Why? Well, a tourist had taken a grainy snap of a fair-haired girl in the Moroccan countryside, with some North African Muslims. What more evidence do you need? Never mind the useless police, splash that picture across the globe at once with inquisitory headlines such as “Is this Maddie?”!
When we quickly learnt the answer – “No, of course not, it’s the farmer’s daughter” – many people echoed the McCanns’ spokesman who said it was “very disappointing, a terrible blow” that the people in the picture turned out to be an innocent family. Some, however, might already have suspected that the impoverished father shown pushing a wheelbarrow piled with suitcases along a dusty road, while his gaudily clad wife ambles behind with child on back in the local style, was an unlikely head of an international child-smuggling ring.
This farcical episode has highlighted the widening gap between the plodding police case in Portugal, bogged down in rows about scientific evidence and witness statements, and the ever-expanding global publicity circus. The line between investigation and emotive entertainment has disappeared. There must be plenty more little blonde girls in far-flung corners of the world to feed this voyeuristic obsession – but to whose benefit?
The only unusual thing about the Moroccan family (from a Berber region where fair-headed children are normal) turned out to be that, since they have no access to television or newspapers, they had never heard of Madeleine McCann. Now that is shocking news.

As the Burmese protests grew last Friday, the cry “Release San Suu Kyi!” went up at, of all places, Romford dogs. We were shouting for a greyhound owned by friends of mine who named her in honour of Burma’s detained opposition leader. When “released” from the traps, she got held back but finally pushed past her opponents to win. Now, I am not one to draw lessons for life from mere dog racing. But as the beleaguered Burmese monks and their peaceful supporters faced the junta’s armed forces, the thought occurred that, to triumph in adverse circumstances, you do have to fight back, and hard.
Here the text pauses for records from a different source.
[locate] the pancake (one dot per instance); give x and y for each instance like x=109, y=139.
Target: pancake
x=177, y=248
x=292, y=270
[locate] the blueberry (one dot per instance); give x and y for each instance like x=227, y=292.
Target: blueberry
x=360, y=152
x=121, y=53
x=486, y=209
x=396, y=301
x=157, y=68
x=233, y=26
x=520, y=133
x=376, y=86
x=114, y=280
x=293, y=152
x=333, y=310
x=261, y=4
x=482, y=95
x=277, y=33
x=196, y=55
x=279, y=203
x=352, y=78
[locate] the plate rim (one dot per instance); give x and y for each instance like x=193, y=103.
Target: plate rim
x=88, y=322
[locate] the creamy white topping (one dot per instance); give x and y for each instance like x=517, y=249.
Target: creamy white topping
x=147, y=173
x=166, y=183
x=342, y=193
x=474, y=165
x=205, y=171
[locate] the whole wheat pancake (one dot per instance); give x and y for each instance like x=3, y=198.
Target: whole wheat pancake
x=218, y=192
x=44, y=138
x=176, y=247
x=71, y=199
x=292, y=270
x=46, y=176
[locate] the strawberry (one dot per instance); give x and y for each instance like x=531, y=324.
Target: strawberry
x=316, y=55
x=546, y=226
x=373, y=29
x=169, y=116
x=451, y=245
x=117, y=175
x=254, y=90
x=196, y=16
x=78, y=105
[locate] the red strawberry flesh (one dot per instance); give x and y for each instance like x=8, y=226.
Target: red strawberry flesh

Gordon Brown is revealed to have “rehashed” phrases in his big conference speech from ones used by US presidential candidates. Yet in the Brown-nosing after his grim address, few seemed to notice another phrase apparently borrowed from a dubious source. The Prime Minister’s use of the slogan “British jobs for British workers” did, however, ring a few bells among my old friends on the Left. As one e-mailed me straightaway: “I’m sure I have a copy of a paper with that headline – National Front News, circa 1979”.